States have cut their higher education funding. The federal government's considering cuts to Pell Grants. Colleges everywhere are raising their tuition rates and employment opportunities remain scarce. Unless you luck out and get a scholarship or have your parents/endowment/inheritance/sugar daddy/corporate sponsor helping you out, student loans are your only port of entry on the voyage of college education.
Virginia Ann Foxx graduated from the University of North Carolina at Chapel Hill back in 1968 with a bachelors degree and attained her Masters degree in 1972. According to the National Center for Education Statistics, the average cost of a four-year university during 1968-1969 was around $1,245 per year. Adjusted for inflation, that amounts to $7714. Today, it'll cost you $20,660 for a year of full-time study (including room and board) if you're a N.C. resident and over $41,000 if you're not. Meanwhile, Harvard tuition costs add up to $53,000 per year, $36,000 if you cut out room and board. Little wonder some people are walking around with over $200k of student loan debt.
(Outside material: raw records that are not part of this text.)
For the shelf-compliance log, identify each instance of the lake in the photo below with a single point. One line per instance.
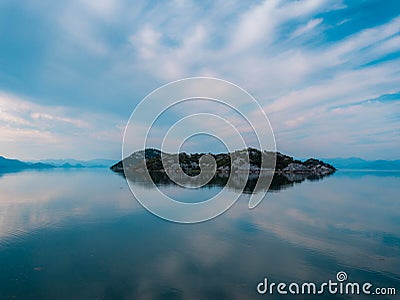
(80, 234)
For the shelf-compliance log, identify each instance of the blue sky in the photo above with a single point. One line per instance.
(327, 73)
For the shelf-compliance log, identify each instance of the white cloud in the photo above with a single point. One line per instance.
(32, 131)
(308, 27)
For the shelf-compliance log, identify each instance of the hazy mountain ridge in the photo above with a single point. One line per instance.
(362, 164)
(15, 164)
(8, 164)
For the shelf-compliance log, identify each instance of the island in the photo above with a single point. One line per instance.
(226, 162)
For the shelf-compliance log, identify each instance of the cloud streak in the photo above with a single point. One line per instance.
(310, 64)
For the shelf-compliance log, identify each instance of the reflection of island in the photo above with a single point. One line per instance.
(228, 169)
(279, 181)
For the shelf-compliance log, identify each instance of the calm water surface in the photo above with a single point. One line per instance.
(80, 234)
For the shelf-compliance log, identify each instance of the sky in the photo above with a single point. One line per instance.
(326, 73)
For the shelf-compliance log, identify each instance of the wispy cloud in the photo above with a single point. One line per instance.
(311, 64)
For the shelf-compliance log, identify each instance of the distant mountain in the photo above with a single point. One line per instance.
(359, 163)
(74, 163)
(7, 164)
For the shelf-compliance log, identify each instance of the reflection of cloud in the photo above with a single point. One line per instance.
(31, 200)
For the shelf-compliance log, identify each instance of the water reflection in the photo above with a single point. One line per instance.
(235, 182)
(84, 236)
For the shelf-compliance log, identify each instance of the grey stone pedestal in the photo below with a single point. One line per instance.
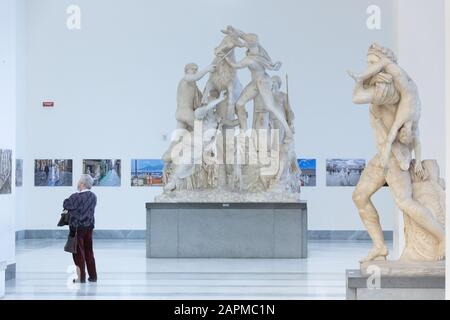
(227, 230)
(395, 287)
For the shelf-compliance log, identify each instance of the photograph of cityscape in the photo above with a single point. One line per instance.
(5, 171)
(19, 172)
(308, 176)
(146, 173)
(344, 172)
(106, 173)
(53, 173)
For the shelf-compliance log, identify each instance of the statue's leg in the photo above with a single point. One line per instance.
(264, 86)
(182, 130)
(249, 93)
(206, 91)
(401, 187)
(371, 180)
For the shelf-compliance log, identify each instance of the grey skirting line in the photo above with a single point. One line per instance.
(140, 234)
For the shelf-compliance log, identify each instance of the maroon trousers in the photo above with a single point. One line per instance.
(85, 255)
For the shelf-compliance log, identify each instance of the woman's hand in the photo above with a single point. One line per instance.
(419, 170)
(354, 76)
(277, 66)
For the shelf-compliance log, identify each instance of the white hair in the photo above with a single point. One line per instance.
(87, 181)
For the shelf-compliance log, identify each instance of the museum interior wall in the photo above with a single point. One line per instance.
(7, 130)
(114, 87)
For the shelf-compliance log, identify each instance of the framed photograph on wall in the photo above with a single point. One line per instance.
(53, 173)
(105, 172)
(308, 176)
(147, 173)
(5, 171)
(19, 172)
(344, 172)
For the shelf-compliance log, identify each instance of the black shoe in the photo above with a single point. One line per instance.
(79, 281)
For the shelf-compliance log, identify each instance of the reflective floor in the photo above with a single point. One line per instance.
(44, 271)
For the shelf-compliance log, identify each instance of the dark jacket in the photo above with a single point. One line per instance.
(81, 207)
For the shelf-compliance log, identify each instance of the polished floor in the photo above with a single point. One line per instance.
(44, 271)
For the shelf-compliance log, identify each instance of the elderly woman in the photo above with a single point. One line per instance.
(81, 206)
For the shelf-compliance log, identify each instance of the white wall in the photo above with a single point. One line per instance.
(447, 117)
(114, 84)
(21, 114)
(7, 120)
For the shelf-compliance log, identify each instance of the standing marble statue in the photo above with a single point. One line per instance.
(394, 114)
(223, 169)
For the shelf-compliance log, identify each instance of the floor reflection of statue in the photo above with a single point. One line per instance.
(394, 110)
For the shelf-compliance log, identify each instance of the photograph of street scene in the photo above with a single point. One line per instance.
(106, 173)
(146, 173)
(308, 176)
(5, 171)
(53, 173)
(19, 172)
(344, 172)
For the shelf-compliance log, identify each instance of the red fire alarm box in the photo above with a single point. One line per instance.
(48, 104)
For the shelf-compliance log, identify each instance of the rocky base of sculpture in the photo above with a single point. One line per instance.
(225, 196)
(404, 268)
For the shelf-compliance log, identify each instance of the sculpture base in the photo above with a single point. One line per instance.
(227, 230)
(398, 280)
(226, 196)
(406, 268)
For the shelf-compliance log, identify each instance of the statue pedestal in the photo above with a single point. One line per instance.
(227, 230)
(398, 280)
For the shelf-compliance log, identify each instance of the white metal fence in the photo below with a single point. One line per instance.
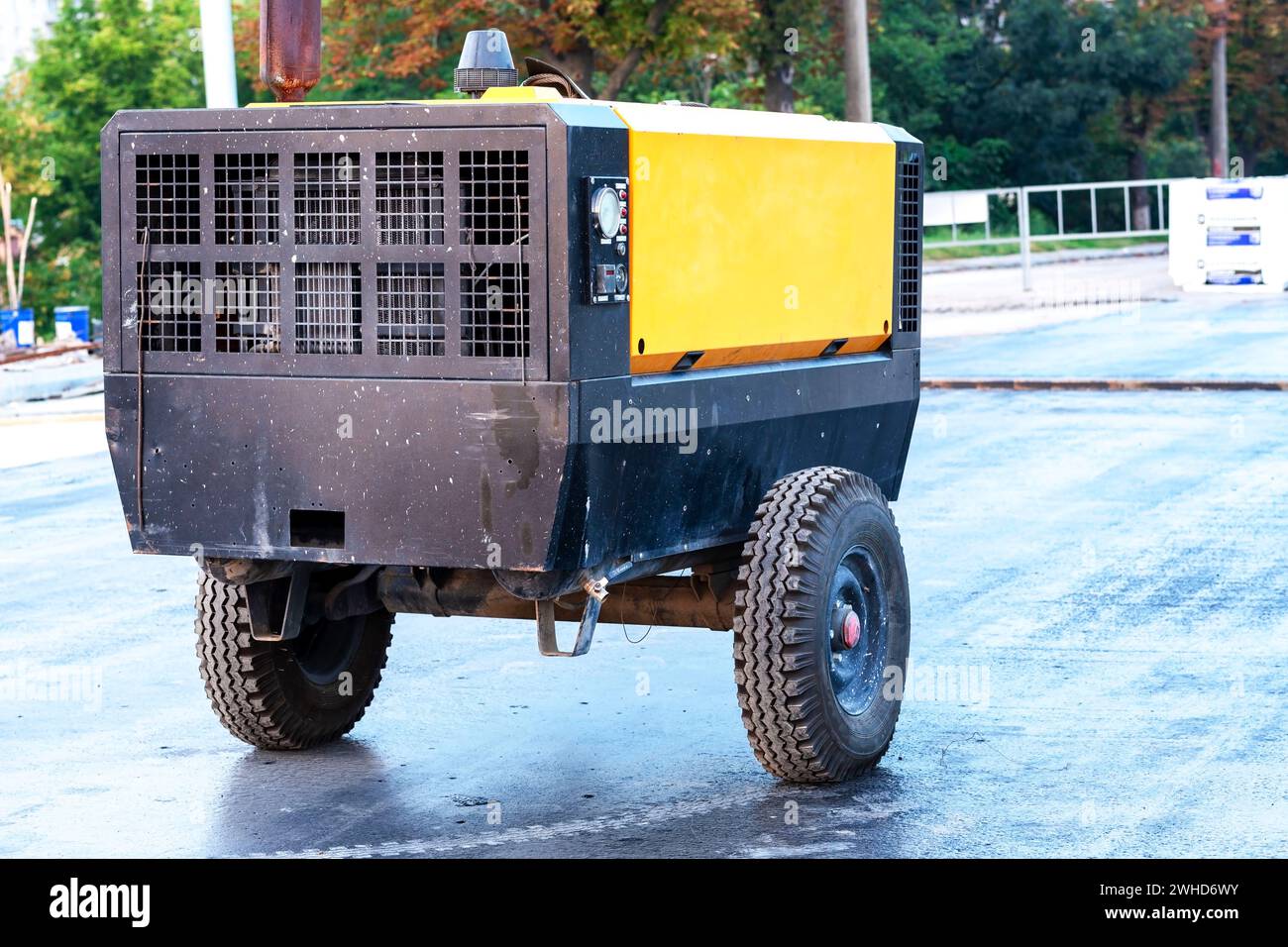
(1099, 210)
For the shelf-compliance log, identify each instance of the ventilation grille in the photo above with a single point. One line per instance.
(410, 197)
(329, 309)
(338, 253)
(910, 244)
(327, 198)
(494, 313)
(493, 197)
(246, 200)
(248, 308)
(167, 198)
(411, 309)
(168, 305)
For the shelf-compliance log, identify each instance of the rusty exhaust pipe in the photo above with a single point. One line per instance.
(290, 47)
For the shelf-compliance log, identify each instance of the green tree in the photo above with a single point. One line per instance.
(99, 56)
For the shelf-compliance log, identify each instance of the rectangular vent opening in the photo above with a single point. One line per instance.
(168, 305)
(320, 528)
(493, 197)
(167, 198)
(410, 197)
(248, 308)
(411, 309)
(327, 197)
(329, 309)
(910, 244)
(248, 209)
(494, 311)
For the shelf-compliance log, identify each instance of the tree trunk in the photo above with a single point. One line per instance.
(1220, 118)
(858, 72)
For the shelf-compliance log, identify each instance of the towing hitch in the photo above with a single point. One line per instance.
(548, 642)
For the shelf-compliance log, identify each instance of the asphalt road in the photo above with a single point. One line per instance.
(1100, 651)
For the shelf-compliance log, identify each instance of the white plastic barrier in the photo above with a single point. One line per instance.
(1229, 235)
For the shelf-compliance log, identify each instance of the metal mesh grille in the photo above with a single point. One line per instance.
(168, 305)
(493, 197)
(910, 244)
(327, 197)
(411, 309)
(167, 198)
(248, 308)
(410, 197)
(494, 311)
(338, 253)
(329, 309)
(246, 198)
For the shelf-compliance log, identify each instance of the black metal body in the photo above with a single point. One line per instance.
(377, 436)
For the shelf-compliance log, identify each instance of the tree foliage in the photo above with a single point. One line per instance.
(1006, 91)
(99, 56)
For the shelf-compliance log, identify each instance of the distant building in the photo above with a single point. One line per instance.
(24, 21)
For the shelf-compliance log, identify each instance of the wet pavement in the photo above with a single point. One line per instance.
(1100, 655)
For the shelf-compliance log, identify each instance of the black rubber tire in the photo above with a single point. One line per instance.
(782, 644)
(259, 690)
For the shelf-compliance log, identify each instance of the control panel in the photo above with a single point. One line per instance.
(606, 240)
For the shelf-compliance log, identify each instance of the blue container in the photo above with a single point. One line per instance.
(71, 321)
(18, 328)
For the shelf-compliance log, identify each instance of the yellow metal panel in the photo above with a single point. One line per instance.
(756, 236)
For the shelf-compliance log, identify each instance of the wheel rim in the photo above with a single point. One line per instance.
(326, 648)
(858, 629)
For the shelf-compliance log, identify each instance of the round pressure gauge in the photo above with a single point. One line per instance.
(606, 209)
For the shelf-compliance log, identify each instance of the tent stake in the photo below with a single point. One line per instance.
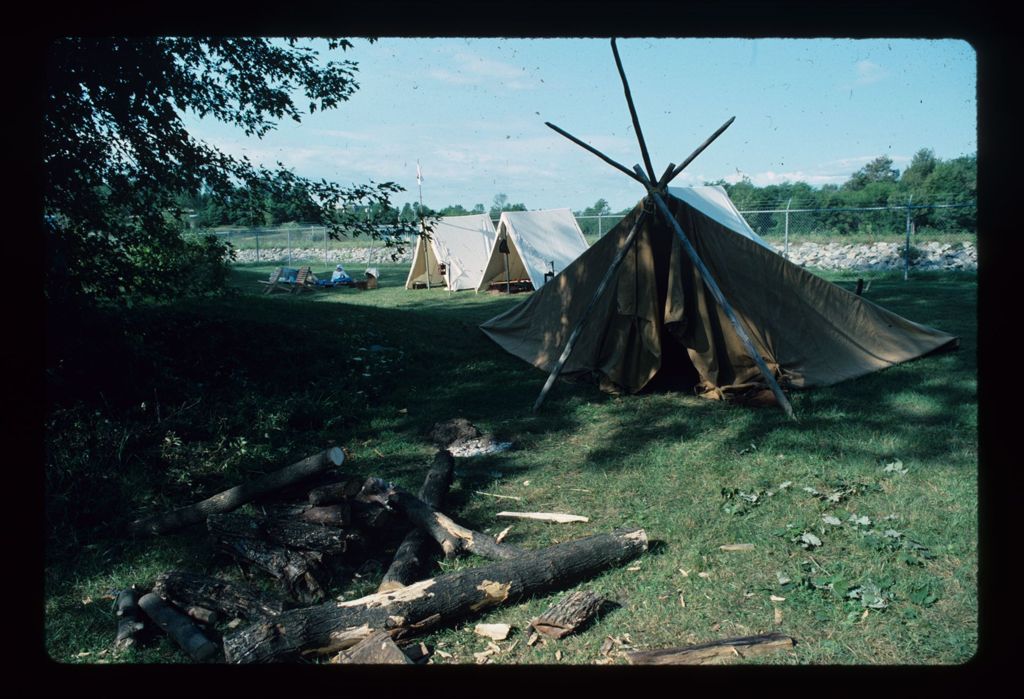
(633, 113)
(720, 298)
(615, 262)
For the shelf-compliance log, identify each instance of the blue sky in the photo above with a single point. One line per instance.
(472, 113)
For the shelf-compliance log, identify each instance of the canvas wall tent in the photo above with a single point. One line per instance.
(656, 316)
(536, 241)
(462, 245)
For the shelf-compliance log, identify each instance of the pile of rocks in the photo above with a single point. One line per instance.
(873, 256)
(881, 256)
(366, 256)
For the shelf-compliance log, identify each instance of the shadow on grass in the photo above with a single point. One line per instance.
(369, 369)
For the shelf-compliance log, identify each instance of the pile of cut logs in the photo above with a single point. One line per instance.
(305, 545)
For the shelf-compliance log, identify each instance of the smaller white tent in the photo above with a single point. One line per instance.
(455, 255)
(537, 242)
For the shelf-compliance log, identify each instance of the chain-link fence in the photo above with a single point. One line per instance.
(932, 220)
(298, 245)
(780, 225)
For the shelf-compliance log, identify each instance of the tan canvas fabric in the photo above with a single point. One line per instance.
(809, 331)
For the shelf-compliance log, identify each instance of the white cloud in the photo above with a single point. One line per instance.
(868, 72)
(471, 69)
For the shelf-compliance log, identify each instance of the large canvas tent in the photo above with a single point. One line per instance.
(656, 315)
(538, 243)
(455, 254)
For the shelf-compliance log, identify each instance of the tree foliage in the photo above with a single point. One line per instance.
(119, 163)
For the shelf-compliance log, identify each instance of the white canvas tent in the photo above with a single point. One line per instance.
(455, 255)
(536, 241)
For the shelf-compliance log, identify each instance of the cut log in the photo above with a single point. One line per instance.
(230, 600)
(425, 605)
(339, 515)
(290, 533)
(301, 571)
(376, 649)
(495, 631)
(559, 517)
(714, 653)
(129, 618)
(178, 626)
(333, 493)
(568, 614)
(410, 559)
(454, 538)
(240, 494)
(203, 615)
(371, 516)
(451, 431)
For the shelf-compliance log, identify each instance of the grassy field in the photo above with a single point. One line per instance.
(862, 514)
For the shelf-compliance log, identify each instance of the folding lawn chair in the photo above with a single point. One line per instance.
(274, 281)
(305, 280)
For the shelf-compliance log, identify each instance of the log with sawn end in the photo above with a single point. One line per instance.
(336, 625)
(376, 649)
(453, 537)
(233, 498)
(568, 614)
(178, 626)
(713, 653)
(409, 561)
(332, 493)
(129, 618)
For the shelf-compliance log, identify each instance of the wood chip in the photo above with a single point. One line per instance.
(558, 517)
(496, 631)
(491, 494)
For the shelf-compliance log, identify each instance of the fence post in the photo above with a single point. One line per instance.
(906, 250)
(785, 249)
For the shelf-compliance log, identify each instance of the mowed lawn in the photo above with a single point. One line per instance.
(862, 514)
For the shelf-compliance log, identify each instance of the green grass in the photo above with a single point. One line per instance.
(248, 383)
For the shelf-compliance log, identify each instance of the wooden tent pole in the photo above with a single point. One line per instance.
(700, 148)
(720, 298)
(594, 150)
(615, 263)
(633, 113)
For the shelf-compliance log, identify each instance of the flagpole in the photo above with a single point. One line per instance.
(423, 229)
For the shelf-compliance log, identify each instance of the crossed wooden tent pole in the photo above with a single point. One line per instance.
(655, 188)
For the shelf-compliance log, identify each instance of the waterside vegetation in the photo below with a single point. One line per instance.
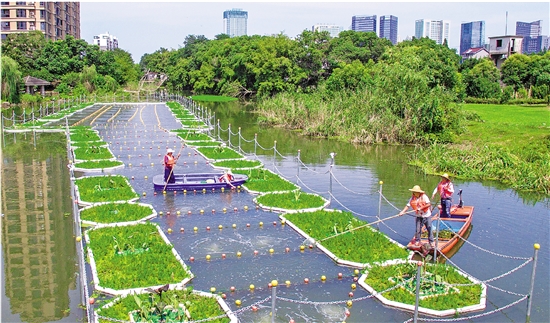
(199, 307)
(434, 275)
(362, 245)
(134, 256)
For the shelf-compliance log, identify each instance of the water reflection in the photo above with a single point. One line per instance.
(37, 229)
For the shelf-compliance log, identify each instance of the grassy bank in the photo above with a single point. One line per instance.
(510, 144)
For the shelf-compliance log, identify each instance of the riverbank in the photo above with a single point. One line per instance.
(510, 144)
(505, 143)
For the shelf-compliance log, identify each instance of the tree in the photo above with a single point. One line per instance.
(515, 71)
(11, 77)
(353, 45)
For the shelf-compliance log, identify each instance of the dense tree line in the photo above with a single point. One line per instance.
(356, 86)
(72, 65)
(267, 65)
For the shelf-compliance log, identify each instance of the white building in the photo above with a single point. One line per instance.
(106, 41)
(333, 30)
(437, 30)
(235, 22)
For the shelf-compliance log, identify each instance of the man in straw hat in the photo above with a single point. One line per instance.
(445, 189)
(420, 203)
(169, 161)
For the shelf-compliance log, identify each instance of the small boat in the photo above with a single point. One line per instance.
(197, 181)
(451, 230)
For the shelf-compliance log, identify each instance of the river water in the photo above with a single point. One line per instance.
(38, 253)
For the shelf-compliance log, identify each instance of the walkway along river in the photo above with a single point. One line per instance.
(501, 240)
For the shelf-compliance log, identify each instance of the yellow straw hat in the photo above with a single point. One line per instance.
(416, 189)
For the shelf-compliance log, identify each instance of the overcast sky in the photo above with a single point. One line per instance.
(145, 26)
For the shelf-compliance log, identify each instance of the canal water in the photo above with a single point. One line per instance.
(38, 254)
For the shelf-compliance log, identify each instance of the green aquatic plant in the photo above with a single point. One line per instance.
(199, 307)
(219, 153)
(264, 181)
(295, 200)
(130, 269)
(98, 164)
(237, 163)
(105, 189)
(115, 212)
(363, 245)
(434, 276)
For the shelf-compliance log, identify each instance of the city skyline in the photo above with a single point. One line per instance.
(149, 26)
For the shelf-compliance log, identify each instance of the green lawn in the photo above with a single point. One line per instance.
(513, 126)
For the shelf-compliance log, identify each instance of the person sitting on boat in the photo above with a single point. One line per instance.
(228, 178)
(169, 162)
(420, 203)
(445, 189)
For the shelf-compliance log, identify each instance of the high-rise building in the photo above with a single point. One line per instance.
(363, 23)
(234, 22)
(529, 29)
(333, 30)
(533, 41)
(56, 20)
(437, 30)
(388, 28)
(106, 41)
(472, 35)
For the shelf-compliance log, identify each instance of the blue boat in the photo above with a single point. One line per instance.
(198, 181)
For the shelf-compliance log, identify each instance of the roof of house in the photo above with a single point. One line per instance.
(33, 81)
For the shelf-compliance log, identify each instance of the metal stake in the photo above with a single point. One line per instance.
(273, 299)
(418, 268)
(529, 298)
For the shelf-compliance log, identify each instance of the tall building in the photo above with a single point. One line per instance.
(472, 35)
(363, 23)
(529, 29)
(388, 28)
(55, 19)
(533, 41)
(234, 22)
(106, 41)
(333, 30)
(437, 30)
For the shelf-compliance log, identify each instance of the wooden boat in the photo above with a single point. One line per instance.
(451, 230)
(197, 181)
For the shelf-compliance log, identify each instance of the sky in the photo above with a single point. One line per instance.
(143, 27)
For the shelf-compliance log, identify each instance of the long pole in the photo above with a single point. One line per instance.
(437, 235)
(273, 299)
(417, 301)
(530, 298)
(380, 199)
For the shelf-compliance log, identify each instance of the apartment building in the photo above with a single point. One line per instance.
(56, 20)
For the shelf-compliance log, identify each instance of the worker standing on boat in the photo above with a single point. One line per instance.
(420, 203)
(445, 189)
(169, 162)
(228, 178)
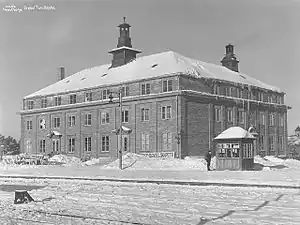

Foxx says she worked her way through school. With the average cost of tuition and the wages offered by most part-time jobs, students who go at it that way will be lucky to pay for food and books. It's possible to cut corners here and there, but it doesn't add up to much. I lucked out with Pell Grants, cheap in-state tuition and cut out the room and board costs by staying close to home for the last two years of college. I also had a part-time job that didn't do much against my overall tuition bill, but it helped with food and books. If you split the apartment rent with roommates, eat beans and rice and refrain from silly shit like iPads, spinning rims* and the like, you'll be able to survive. Barely.
You'll still need student loans for the vast majority of your tuition costs, unless you find spending five years of less-than-part time matriculation at a community college for a two-year associates degree to be more your thing. Not that there's anything wrong with that**.
If Foxx thinks having $200k of student loan debt is unacceptable, then perhaps she could do her part to help lower the cost of college tuition around the country. After all, she happens to chair the House Subcommittee on Higher Education.
* I've seen students take the leftovers of their student loans and buy some of the silliest shit imaginable.
** Most jobs require a bachelors degree, at minimum.